One of the book’s greatest strengths, perversely enough, is that it presents the lowlights of the team’s history, an approach that makes it more than just another book of Broncos propaganda. Horrible losses, such as the 55-10 Super Bowl collapse to San Francisco and the 1996 playoff failure to Jacksonville, are presented objectively, and no excuses are given. Other low points are similarly described, including the fugly uniforms worn by the team in 1960 and 1961, bonehead injuries involving the immortal Brian Griese, and, tragically, the still-unsolved murder of Darrent Williams on New Year’s Eve 2006.

The book is rounded out by a series of articles about a variety of Broncos-related topics, including the talented/obnoxious Shannon Sharpe, the tragic story of Lyle Alzado, and the pharmaceutical life of Bill Romanowski. Some of the major power players in the Broncos’ story are also presented, including owner Pat Bowlen, 1980s coach and Elway nemesis Dan Reeves, and current coach Mike Shanahan. Although Dater gives a nice, sometimes critical, overview of these figures, Shanahan for whatever reason is given the kids gloves treatment. There are some gaps in Dater’s book; major players and fan favorites like Simon Fletcher, Dennis Smith, Karl Mecklenburg, and Steve Atwater are either mentioned only briefly or not at all.
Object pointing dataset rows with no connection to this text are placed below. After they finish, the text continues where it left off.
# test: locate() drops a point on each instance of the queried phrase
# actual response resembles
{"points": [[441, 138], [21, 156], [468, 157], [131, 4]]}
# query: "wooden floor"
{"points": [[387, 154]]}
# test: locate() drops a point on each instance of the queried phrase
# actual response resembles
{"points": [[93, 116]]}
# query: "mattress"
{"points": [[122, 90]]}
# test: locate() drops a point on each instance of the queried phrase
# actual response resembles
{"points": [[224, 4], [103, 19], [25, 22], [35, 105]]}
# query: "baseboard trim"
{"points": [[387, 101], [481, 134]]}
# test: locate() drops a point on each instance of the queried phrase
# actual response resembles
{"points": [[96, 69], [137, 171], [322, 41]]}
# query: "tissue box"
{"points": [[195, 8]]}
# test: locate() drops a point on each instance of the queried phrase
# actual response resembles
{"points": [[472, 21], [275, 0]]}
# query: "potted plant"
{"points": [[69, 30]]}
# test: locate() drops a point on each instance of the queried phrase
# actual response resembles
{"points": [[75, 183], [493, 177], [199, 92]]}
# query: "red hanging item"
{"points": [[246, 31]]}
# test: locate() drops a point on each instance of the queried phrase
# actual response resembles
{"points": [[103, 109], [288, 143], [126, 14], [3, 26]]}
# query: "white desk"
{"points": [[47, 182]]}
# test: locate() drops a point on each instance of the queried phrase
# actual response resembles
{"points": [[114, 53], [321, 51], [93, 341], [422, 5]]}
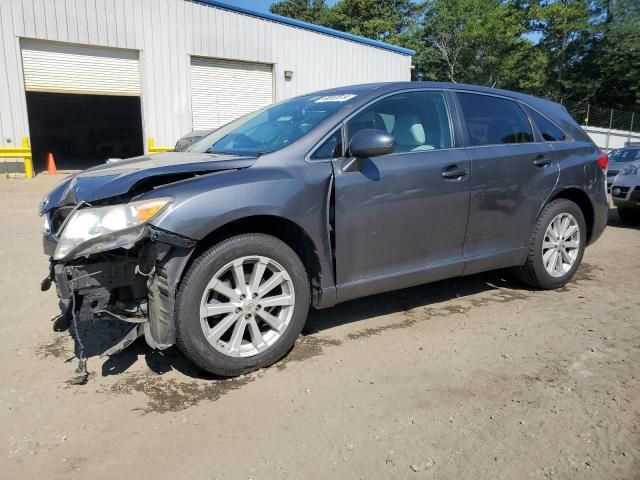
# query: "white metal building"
{"points": [[88, 79]]}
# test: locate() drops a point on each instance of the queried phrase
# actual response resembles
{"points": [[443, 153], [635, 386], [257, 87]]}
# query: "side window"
{"points": [[493, 121], [331, 148], [418, 121], [549, 131]]}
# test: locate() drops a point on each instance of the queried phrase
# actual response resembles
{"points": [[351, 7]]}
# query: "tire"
{"points": [[534, 272], [629, 216], [226, 356]]}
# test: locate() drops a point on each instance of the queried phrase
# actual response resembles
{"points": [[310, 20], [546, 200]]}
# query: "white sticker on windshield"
{"points": [[335, 98]]}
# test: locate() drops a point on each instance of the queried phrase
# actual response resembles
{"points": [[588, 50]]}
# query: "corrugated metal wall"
{"points": [[167, 33]]}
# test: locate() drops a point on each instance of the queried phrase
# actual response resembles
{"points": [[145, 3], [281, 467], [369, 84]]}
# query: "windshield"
{"points": [[272, 128], [625, 155]]}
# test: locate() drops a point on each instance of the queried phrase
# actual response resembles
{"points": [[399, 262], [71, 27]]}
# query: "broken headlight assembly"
{"points": [[96, 229]]}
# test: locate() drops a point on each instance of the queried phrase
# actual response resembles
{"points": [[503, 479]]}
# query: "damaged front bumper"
{"points": [[136, 285]]}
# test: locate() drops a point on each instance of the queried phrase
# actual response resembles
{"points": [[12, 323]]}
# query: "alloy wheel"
{"points": [[561, 244], [246, 306]]}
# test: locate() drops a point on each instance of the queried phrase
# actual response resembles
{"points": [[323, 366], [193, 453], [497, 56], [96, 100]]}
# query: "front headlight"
{"points": [[92, 230]]}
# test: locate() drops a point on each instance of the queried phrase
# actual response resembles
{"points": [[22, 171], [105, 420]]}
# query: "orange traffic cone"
{"points": [[51, 165]]}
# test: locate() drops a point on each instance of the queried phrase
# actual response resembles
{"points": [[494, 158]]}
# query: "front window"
{"points": [[274, 127]]}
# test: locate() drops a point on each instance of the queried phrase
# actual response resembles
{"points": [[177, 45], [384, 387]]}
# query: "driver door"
{"points": [[400, 219]]}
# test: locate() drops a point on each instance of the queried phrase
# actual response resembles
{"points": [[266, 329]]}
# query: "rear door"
{"points": [[513, 174], [401, 219]]}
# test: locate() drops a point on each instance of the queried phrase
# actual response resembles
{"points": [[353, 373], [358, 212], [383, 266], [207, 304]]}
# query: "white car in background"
{"points": [[625, 193]]}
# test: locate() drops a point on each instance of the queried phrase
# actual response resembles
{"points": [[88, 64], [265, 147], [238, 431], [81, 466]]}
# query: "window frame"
{"points": [[527, 107], [452, 111], [519, 104]]}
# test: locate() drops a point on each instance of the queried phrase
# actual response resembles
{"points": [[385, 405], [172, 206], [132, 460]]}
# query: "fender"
{"points": [[205, 204]]}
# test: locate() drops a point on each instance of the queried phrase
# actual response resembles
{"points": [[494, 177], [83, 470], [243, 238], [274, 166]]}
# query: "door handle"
{"points": [[542, 161], [453, 172]]}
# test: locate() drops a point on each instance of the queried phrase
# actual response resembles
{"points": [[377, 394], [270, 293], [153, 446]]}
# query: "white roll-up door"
{"points": [[63, 68], [223, 90]]}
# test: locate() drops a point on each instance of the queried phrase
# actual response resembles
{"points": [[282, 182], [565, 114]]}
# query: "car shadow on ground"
{"points": [[99, 335], [613, 220]]}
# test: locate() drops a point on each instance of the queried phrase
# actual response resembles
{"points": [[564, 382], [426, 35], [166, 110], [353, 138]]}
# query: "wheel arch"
{"points": [[580, 198], [279, 227]]}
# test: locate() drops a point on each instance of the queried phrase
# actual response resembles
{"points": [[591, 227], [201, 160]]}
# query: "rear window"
{"points": [[625, 155], [549, 131], [494, 121]]}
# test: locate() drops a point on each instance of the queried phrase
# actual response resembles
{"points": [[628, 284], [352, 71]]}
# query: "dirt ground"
{"points": [[468, 378]]}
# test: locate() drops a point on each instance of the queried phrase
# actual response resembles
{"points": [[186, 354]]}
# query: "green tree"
{"points": [[565, 32], [562, 49], [376, 19], [312, 11]]}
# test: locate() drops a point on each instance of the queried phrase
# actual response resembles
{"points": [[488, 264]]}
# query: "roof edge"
{"points": [[308, 26]]}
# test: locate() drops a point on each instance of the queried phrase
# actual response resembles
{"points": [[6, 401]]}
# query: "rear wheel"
{"points": [[556, 246], [241, 305]]}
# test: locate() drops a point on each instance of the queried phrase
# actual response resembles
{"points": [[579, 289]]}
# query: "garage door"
{"points": [[63, 68], [223, 90]]}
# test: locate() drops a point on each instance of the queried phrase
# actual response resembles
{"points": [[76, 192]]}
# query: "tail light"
{"points": [[603, 160]]}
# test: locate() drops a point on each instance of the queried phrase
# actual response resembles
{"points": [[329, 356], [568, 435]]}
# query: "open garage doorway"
{"points": [[83, 130]]}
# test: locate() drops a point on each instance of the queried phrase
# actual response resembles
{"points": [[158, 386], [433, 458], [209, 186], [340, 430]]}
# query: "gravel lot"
{"points": [[469, 378]]}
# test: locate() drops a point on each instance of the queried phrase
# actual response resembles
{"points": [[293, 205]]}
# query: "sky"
{"points": [[258, 5], [263, 7]]}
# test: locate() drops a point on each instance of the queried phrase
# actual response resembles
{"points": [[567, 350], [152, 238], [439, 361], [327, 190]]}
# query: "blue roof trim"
{"points": [[308, 26]]}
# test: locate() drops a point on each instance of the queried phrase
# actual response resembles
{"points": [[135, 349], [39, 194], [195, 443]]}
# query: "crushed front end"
{"points": [[107, 263]]}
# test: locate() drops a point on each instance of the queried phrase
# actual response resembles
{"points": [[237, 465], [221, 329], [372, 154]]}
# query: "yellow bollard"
{"points": [[28, 160]]}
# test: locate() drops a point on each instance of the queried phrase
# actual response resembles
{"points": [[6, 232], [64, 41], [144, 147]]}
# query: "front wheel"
{"points": [[556, 246], [241, 305]]}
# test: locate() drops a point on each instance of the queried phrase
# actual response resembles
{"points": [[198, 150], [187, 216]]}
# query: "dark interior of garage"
{"points": [[83, 130]]}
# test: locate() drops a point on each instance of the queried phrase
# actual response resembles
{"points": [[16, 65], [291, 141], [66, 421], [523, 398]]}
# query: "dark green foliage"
{"points": [[574, 50]]}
In addition, a write-up of Kenny Walker, who played in the NFL despite being deaf, would have also been welcome.

Despite these shortcomings, Dater’s book does an admirable job in giving a concise overview of the massive highs and crushing lows in the Broncos’ story, with enough anecdotes, interesting facts, and bits of trivia to make it a worthwhile read for both fans of the Broncos and fans of NFL history.